On the other hand, regression problems deal with predicting continuous outcomes. Instead of assigning data to an output category, regression models predict a numerical value. For instance, a regression model might predict the price of a house based on inputs like its size, location, and number of bedrooms. Both classification and regression fall under supervised learning, where the AI system learns from labeled examples (data paired with the correct answer). There are other branches of AI as well, including unsupervised learning (where the system finds patterns without labeled data) and reinforcement learning (where the system learns through trial and error).
From perceptrons to neural networks
In Figure 3 we fed our perceptron model for loan decisions with basic data that seemed logical to us. But what if each input was in itself a more sophisticated combination of data? Our model could work better if we thought that way. For example, what if x1 was instead the combination of employment and demographic data regarding the applicant? And since we are thinking in generic terms, why not let x1 be the output or another perceptron that we place before the one in Figure 3? It´s easy to see that, if we iterated on this kind of thought process, we would get a stack of perceptrons connected with each other, pretty much like neurons in our brain. Welcome to the birth of multilayer perceptrons, better known as neural networks.
As we’ve seen in Figure 2, the perceptron works well for simple tasks like classifying data that is linearly separable, meaning it can be divided cleanly by a straight line. But what happens when the problem is more complex? How do we tackle situations where data cannot be easily separated or categorized? Or perhaps when the input variables that condition the output are in the order of tens or hundreds? For instance, in Figure 4 we compare the now known simple example of a linearly separable problem and an example of a non-linearly separable problem. Intuitively a non-linearly separable problem (in a small dimension like the one in the example) cannot be solved with a linear separation boundary.
This is where neural networks come into play. By connecting multiple perceptrons together, researchers developed multilayer perceptrons – in modern terminology artificial neural networks (ANNs) – capable of handling much more complicated problems. As discussed, these networks are inspired by the brain’s ability to process information through vast numbers of interconnected neurons. Neural networks are particularly powerful because they can model non-linear relationships. They are also general-purpose, meaning they can be applied to a wide variety of tasks, from image and speech recognition to financial forecasting. In Figure 5 below we show the feed forward neural network. This network is a quite complex one that is made of an input layer of neurons that receives input variables, several hidden layers in which the non-linear interactions are captured and a final condensation output layer that goes back to the single value output.
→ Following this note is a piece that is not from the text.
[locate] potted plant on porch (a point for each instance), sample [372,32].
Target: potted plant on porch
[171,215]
The universal approximator
One of the most significant discoveries about neural networks is their potential as universal approximators made by Kurt Hornik in 19914. The theorem states: “A single hidden layer feedforward neural network with S shaped activation functions can approximate any measurable function to any desired degree of accuracy on a compact set [of data]”. In simpler words, a neural network can learn to model any relationship between inputs and outputs, even for highly complex problems.
However, there’s a catch. While neural networks have immense potential, their performance depends on two main factors: the amount of data and the complexity of the model. If the network is too simple or the data is too limited, it might not fully learn the underlying patterns. Conversely, if the model is too complex, it might struggle to find a generalized solution, a problem known as overfitting in which the model correctly fits the input data, but its accuracy is weak when presented with new unseen input data points.
Conclusion
In this article we showed that artificial intelligence, particularly in the form of neural networks, draws significant inspiration from biological intelligence. And if we trust each other, why not trust a machine that´s built along the same architecture?
While many AI architectures exist, neural networks have garnered the most attention in recent years due to their ability to generalize and solve complex problems, such as image recognition and natural language processing. A key takeaway is that AI systems, especially neural networks, can theoretically learn to model any relationship between data points, making them highly adaptable tools for solving problems that are too complex for traditional, explicit mathematical models.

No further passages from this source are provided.